Martial God Asura Chapter 5623 – Fatty Chen Hui Bahasa Indonesia
Bab 5623: Chen Hui yang Gemuk
Chu Feng melewati gerbang formasi spiritual dan tiba di lapangan yang ramai, di mana semua orang sedang memeriksa gulungan yang mereka pegang dengan ekspresi serius.
Sementara itu, lebih banyak orang terbang keluar dari gerbang formasi spiritual dan turun ke lapangan. Mereka semua adalah ahli spiritual dunia junior dengan sabit di tangan mereka.
Lapangan ini terletak di puncak gunung yang menjulang tinggi. Mereka yang berdiri di tepi lapangan atau terbang di udara dapat melihat pemandangan di bawah puncak gunung.
“Ladang pertanian?” gumam Chu Feng.
Di sekitar mereka terdapat ladang pertanian yang dibagi menjadi petak-petak persegi sepanjang tujuh puluh meter.
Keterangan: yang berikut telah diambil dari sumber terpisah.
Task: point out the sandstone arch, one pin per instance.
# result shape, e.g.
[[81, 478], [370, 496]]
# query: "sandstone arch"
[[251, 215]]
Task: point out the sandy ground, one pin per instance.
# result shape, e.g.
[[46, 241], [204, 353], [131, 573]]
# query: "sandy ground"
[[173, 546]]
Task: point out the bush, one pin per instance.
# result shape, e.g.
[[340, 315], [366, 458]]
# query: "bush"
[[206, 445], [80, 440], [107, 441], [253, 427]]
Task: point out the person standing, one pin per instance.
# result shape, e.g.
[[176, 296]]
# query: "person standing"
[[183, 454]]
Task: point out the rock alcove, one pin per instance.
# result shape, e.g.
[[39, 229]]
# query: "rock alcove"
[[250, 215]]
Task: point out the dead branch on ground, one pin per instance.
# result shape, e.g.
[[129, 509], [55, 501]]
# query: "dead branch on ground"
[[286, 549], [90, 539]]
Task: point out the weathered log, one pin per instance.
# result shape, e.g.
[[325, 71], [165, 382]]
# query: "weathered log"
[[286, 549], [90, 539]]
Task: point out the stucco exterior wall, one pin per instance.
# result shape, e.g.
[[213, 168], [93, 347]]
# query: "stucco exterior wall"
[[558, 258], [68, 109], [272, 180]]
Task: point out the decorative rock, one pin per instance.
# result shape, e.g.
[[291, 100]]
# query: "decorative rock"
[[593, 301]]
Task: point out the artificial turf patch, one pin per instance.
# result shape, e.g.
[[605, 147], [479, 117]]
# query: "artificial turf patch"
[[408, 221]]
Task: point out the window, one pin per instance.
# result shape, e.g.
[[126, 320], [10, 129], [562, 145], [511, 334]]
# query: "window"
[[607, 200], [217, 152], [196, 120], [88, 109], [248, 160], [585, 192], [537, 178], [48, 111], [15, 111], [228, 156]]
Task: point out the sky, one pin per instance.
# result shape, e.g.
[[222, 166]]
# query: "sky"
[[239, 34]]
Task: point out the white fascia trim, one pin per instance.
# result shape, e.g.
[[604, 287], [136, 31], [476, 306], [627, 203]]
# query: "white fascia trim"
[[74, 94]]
Sebuah rumah dengan plakat terletak di antara setiap petak persegi. Plakat yang paling dekat dengan puncak gunung bertuliskan nama, tetapi yang lebih jauh masih kosong.
Ssst!
Sebuah gulungan terbang ke arah Chu Feng dan berhenti di depannya. Gulungan itu identik dengan yang dipegang oleh orang lain di lapangan.
Chu Feng membuka gulungan itu dan dengan cepat memahami arti di balik sabit tersebut.
Setiap orang dapat memilih sepetak ladang pertanian. Mereka diharapkan untuk memanen dan menyerahkan hasil panen, dan sebagai imbalannya, mereka akan menerima Mutiara Spiritualis Dunia. Semakin baik kualitas hasil panen, semakin banyak Mutiara Spiritualis Dunia yang akan diterima.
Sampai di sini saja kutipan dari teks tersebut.